May 8, 2016. The Columbus Dispatch.
As a Jewish woman, Cathy Levine takes to heart the concept of tikkun olam — repair of the world.
One of her efforts to put that concept into action is her work with the Building Responsibility, Equality And Dignity interfaith group, commonly known as BREAD.
The coalition of about 40 religious congregations is working this year to increase jobs and economic opportunities for marginalized populations. On Monday, Levine will be one of about 3,000 people attending BREAD’s Nehemiah Action at the Ohio Expo Center to press Columbus Mayor Andrew J. Ginther and City Council members to act.
“There’s a lot of people who are hurting in our city and many others feel very despairing sometimes about the direction that things are going,” said Levine, part of a BREAD committee working on the jobs issue.
Each year, BREAD members vote to determine a new problem to tackle. A committee is appointed to research the issue and come up with proposals for central Ohio. They then take the proposals to public officials.
Levine, a board member at Congregation Tifereth Israel on the Near East Side, said BREAD has had a hand in a number of changes, including the creation of the Affordable Housing Trust for Columbus and Franklin County, the City of Columbus Land Bank and new community-care teams at the Alcohol, Drug and Mental Health Board of Franklin County.
This year, one goal is to push for city contracts that favor businesses that hire people with criminal backgrounds. Another is to encourage city officials to work with nonprofit organizations, such as hospitals and universities, to create large “anchor” institutions and worker-owned cooperatives in Linden and the Hilltop.
The committee found examples of proven solutions. Among them is the Evergreen Cooperative Initiative, which pulled together the Democracy Collaborative, the City of Cleveland, the Cleveland Foundation, the Ohio Employee Ownership Center, the Cleveland Clinic, University Hospitals, Case Western Reserve University and local government to create jobs in low-income Cleveland neighborhoods.
Ginther and several city council members have been invited to the Nehemiah Action. Ginther does not plan to attend. Council spokesman Lee Cole could not confirm members’ attendance.
Members of Ginther’s staff met with BREAD members last Monday, said spokeswoman Robin Davis.
“We are looking at neighborhood wealth building as a part of our overall neighborhood development strategy and appreciate BREAD connecting us with the Democracy Collaborative so we can learn more about what they have successfully accomplished in other communities,” she said.
Cole said the council promotes public/private partnerships in Linden and the Hilltop and has approved a capital budget package that includes projects to improve quality of life there and increase opportunities for small-business development.

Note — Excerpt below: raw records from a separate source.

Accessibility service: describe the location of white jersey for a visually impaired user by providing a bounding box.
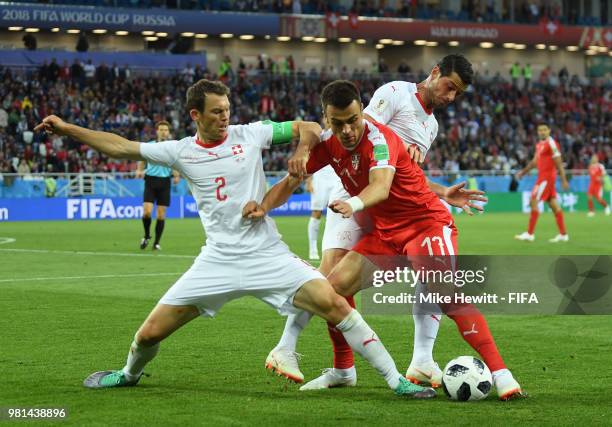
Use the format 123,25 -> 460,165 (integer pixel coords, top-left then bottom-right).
140,122 -> 280,254
364,81 -> 438,154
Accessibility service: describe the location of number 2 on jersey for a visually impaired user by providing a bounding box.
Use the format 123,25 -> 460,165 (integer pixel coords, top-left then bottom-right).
215,176 -> 227,202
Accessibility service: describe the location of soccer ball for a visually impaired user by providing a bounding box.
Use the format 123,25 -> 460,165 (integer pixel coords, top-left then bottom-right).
442,356 -> 493,402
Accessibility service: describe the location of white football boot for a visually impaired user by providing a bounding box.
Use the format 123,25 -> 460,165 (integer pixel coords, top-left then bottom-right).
514,231 -> 535,242
300,367 -> 357,391
493,369 -> 527,400
406,360 -> 442,388
266,348 -> 304,384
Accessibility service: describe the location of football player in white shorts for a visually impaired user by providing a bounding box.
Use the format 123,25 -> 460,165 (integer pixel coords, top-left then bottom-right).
306,166 -> 340,260
268,55 -> 522,400
36,80 -> 435,398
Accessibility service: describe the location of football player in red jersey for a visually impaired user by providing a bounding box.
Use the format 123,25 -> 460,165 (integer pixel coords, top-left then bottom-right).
514,123 -> 569,243
249,80 -> 522,400
587,154 -> 610,217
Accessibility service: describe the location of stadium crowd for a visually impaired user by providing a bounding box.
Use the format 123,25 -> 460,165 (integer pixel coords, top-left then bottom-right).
9,0 -> 609,25
0,58 -> 612,175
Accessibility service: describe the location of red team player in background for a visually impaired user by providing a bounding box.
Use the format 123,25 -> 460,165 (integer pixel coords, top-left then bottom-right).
587,154 -> 610,216
514,123 -> 569,243
253,80 -> 522,400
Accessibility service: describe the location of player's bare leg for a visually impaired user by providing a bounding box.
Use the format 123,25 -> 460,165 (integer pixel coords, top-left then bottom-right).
153,205 -> 168,251
514,197 -> 540,242
140,202 -> 153,249
308,210 -> 322,260
300,249 -> 375,391
293,280 -> 436,399
265,249 -> 356,383
548,198 -> 569,243
83,304 -> 200,388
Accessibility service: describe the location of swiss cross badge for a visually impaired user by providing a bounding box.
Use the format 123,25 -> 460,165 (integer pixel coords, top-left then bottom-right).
351,154 -> 361,170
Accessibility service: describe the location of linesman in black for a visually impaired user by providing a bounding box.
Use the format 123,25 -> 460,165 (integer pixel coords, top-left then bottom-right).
136,120 -> 180,251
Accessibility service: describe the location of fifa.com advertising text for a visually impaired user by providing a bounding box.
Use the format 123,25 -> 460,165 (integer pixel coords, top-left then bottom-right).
361,255 -> 612,315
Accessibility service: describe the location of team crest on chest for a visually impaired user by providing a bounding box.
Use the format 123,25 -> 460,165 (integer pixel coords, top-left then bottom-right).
232,144 -> 245,162
351,153 -> 361,170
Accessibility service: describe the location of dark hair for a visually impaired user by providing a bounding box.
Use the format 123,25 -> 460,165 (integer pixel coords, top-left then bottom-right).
185,79 -> 229,112
438,54 -> 474,86
155,120 -> 172,130
321,80 -> 361,111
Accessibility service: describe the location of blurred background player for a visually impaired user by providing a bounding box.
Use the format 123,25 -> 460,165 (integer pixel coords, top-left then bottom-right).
587,154 -> 610,217
136,120 -> 180,251
514,123 -> 569,243
306,166 -> 342,260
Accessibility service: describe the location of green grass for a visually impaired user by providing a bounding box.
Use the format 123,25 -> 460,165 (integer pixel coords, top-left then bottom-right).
0,214 -> 612,425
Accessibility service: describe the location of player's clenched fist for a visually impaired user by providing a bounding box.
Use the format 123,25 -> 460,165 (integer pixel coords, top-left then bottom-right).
34,116 -> 68,135
242,200 -> 266,219
329,200 -> 353,218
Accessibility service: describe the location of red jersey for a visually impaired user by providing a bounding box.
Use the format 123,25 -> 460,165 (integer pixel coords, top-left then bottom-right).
536,136 -> 561,182
307,120 -> 452,234
589,163 -> 606,186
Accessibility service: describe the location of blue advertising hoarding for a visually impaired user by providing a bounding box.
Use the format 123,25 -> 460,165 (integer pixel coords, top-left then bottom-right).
0,194 -> 310,222
0,3 -> 280,36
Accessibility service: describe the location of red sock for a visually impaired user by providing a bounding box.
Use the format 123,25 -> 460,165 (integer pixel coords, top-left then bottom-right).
555,211 -> 566,234
327,297 -> 355,369
445,304 -> 506,372
527,211 -> 540,234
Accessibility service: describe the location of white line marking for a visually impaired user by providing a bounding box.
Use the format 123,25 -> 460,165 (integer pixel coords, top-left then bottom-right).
0,249 -> 197,259
0,273 -> 183,283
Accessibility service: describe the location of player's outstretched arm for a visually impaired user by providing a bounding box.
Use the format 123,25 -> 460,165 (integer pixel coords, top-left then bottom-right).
287,122 -> 323,179
242,175 -> 301,219
329,168 -> 395,218
34,116 -> 143,160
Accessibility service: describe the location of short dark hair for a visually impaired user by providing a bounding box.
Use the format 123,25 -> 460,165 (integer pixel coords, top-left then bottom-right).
321,80 -> 361,111
438,54 -> 474,86
155,120 -> 172,130
185,79 -> 229,112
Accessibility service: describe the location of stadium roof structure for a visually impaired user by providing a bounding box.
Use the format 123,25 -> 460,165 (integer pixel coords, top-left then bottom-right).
0,3 -> 612,49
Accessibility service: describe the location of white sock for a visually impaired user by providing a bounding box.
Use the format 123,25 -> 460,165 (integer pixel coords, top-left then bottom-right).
333,366 -> 357,378
336,310 -> 402,390
123,338 -> 159,380
308,217 -> 321,253
276,310 -> 312,351
411,283 -> 442,364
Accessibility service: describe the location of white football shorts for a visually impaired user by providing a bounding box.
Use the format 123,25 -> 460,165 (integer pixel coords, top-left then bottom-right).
159,241 -> 325,317
321,179 -> 362,251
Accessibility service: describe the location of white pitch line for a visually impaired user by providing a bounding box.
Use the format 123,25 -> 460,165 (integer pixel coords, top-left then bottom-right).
0,249 -> 197,259
0,273 -> 183,283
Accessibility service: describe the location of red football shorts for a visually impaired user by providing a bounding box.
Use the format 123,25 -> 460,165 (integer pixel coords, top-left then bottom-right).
531,178 -> 557,202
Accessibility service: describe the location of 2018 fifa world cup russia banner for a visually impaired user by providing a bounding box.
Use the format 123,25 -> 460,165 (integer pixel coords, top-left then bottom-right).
0,3 -> 280,35
0,194 -> 310,222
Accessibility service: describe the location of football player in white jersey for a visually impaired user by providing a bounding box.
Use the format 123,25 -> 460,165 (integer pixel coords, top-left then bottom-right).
267,55 -> 521,400
36,80 -> 435,398
306,166 -> 342,260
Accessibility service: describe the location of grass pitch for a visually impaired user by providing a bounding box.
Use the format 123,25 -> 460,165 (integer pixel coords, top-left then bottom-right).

Since taking office this year, Ginther has repeatedly said that the city will focus on improving life in those neighborhoods.
The city has supported employment for people with criminal backgrounds, Cole said, by removing questions about felony convictions from job applications in 1995 and by supporting the Restoration Academy job-training and placement program.

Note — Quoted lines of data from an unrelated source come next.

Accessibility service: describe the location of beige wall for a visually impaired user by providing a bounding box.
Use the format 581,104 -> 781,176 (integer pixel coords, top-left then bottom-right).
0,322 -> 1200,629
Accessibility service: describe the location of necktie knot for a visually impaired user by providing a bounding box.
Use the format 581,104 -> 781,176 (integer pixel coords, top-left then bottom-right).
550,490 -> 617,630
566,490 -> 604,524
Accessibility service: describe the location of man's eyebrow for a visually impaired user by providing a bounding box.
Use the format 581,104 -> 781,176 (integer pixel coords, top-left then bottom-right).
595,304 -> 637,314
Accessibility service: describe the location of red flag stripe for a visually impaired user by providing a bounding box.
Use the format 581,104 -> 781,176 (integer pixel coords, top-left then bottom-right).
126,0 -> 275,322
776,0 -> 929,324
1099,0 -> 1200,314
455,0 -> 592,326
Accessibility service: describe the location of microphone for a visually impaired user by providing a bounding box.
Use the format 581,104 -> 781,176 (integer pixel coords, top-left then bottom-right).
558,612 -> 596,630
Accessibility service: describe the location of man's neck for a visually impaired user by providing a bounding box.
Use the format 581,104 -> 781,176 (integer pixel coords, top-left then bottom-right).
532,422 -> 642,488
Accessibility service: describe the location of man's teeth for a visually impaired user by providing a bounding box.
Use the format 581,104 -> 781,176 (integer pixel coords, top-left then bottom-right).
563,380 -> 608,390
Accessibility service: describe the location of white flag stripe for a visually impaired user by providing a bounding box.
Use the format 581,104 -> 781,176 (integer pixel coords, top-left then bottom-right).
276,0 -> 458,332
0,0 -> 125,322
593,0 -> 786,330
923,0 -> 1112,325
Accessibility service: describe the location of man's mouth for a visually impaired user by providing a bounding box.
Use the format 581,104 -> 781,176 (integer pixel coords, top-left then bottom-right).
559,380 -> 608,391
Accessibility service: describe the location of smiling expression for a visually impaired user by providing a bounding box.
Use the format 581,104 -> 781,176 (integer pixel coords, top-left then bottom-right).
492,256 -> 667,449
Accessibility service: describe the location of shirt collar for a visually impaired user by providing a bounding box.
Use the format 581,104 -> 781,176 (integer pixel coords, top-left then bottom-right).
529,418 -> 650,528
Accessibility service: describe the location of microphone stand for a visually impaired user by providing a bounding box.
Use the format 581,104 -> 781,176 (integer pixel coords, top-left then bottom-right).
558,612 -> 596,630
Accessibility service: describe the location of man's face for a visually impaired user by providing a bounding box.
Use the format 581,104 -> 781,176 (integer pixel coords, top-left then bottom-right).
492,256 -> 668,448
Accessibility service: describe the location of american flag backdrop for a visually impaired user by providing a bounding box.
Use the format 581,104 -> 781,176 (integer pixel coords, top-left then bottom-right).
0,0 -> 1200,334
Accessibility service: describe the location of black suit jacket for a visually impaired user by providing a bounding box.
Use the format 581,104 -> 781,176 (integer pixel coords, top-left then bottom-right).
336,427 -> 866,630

A change is needed in the culture that labels some areas “throw-away communities,” said the Rev. Clyde Sales, senior minister at Genessee Avenue Church of Christ near the North Linden neighborhood and a member of the BREAD jobs committee.
“You hear a lot about how Columbus is a great place to live, but that’s dependent on where you live,” he said. “Our neighborhood is a different city.”
Linden and the Hilltop sit within two miles of the booming Ohio State University, noted Norm Wernet, a member of St. Stephen’s Episcopal Church in the University District who sits on the BREAD jobs committee.
“Portions of the community have been deliberately and intentionally left behind,” he said. “How do we incentivize our economic system to focus on those places where wealth is not being captured?
“We’ve done a lot to economically develop the city in many ways, but we have historically ignored certain areas.”